Le Tribunal administratif de Lyon rejette la requête en excès de pouvoir dirigée contre le refus du procureur de la République de communiquer une copie de jugement. Le tribunal estime que le litige, relatif à l'application des articles R. 167 et R. 171 du code de procédure pénale, relève de la compétence exclusive de l'ordre juridictionnel judiciaire. Par conséquent, la juridiction administrative se déclare incompétente pour connaître de cette affaire.
Texte intégral
La présidente de la 5ème chambreVu la procédure suivante :
Par une requête et un mémoire enregistrés les 27 novembre 2025 et 10 février 2026, M. B... C... demande au tribunal :
1°) d’annuler la décision du 24 octobre 2025 par laquelle le procureur de la République de Lyon lui a refusé la communication de la copie d’un jugement du 2 décembre 2024 ;
2°) d’enjoindre au ministère de la justice et au greffe du tribunal judiciaire de Lyon de lui communiquer, dans un délai de trente jours, la version anonymisée destinée à la diffusion publique du jugement du 2 décembre 2024 ainsi que tout document afférent à son anonymisation, sa préparation et son traitement, sous astreinte de 50 euros par jour de retard ;
3°) de mettre à la charge de l’Etat la somme de 200 euros au titre des dispositions de l’article L. 761-1 du code de justice administrative.
Vu les autres pièces du dossier.
Vu :
le code de procédure pénale ;
le code de justice administrative.
Considérant ce qui suit :
D’une part, aux termes de l’article R. 222-1 du code de justice administrative : « (…) les présidents de formation de jugement des tribunaux (…) peuvent, par ordonnance : (…)2° Rejeter les requêtes ne relevant manifestement pas de la compétence de la juridiction administrative (…). ».

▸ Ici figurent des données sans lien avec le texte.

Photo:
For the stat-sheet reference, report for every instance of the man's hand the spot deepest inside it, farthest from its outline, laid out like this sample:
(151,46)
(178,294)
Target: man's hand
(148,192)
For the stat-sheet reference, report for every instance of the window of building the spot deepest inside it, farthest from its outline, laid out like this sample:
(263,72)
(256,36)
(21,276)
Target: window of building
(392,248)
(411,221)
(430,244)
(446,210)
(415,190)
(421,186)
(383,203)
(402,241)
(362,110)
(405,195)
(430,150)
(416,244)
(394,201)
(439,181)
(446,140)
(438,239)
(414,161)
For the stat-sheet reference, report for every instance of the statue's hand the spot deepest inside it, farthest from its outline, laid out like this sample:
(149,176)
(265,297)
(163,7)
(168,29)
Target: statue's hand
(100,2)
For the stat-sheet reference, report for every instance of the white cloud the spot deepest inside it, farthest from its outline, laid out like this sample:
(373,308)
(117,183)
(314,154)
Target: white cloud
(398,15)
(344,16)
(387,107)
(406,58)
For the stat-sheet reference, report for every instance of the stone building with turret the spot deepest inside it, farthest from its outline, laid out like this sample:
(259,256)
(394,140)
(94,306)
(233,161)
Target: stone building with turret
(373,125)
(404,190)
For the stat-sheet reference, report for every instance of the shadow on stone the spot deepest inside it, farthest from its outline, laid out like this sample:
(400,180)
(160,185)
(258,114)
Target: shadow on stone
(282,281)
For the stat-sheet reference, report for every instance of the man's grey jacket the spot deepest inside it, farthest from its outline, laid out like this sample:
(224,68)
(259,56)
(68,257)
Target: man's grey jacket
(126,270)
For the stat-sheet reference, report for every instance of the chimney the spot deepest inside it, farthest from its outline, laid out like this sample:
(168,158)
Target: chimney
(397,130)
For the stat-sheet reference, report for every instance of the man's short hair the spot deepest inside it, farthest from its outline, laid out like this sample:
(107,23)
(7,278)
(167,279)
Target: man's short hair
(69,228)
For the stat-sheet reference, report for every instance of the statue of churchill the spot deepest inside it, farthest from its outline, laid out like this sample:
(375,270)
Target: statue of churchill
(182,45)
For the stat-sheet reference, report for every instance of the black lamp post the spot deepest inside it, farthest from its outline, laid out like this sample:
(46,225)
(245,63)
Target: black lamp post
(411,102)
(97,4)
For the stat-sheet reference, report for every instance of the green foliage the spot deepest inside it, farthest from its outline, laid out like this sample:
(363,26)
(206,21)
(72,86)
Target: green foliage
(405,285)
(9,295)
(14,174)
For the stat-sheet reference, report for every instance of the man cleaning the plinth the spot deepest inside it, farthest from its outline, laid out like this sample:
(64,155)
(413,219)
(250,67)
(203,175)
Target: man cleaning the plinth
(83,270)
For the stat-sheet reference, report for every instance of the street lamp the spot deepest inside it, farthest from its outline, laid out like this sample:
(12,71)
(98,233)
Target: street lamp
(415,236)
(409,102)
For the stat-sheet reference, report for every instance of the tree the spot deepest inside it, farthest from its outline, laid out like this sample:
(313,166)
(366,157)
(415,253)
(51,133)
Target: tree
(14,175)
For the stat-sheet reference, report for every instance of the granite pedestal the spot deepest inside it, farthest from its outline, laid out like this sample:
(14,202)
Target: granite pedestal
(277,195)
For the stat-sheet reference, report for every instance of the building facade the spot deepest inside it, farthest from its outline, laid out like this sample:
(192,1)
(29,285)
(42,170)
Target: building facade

D’autre part, aux termes de l’article R. 167 du code de procédure pénale : « Le procureur de la République ou le procureur général peut toutefois s'opposer, par décision spécialement motivée, à la délivrance de la copie d'une décision mentionnée au 2° de l'article R. 166 : (…) 3° S'il apparaît que la copie est demandée dans l'intention de nuire. », et aux termes de l’article R. 171 du même code : « La décision du procureur de la République ou du procureur général prise en application des articles R. 167, R. 168 ou R. 170 est notifiée à la personne intéressée. Celle-ci peut former un recours devant le président de la chambre de l'instruction dans les deux mois suivant la notification de la décision. ».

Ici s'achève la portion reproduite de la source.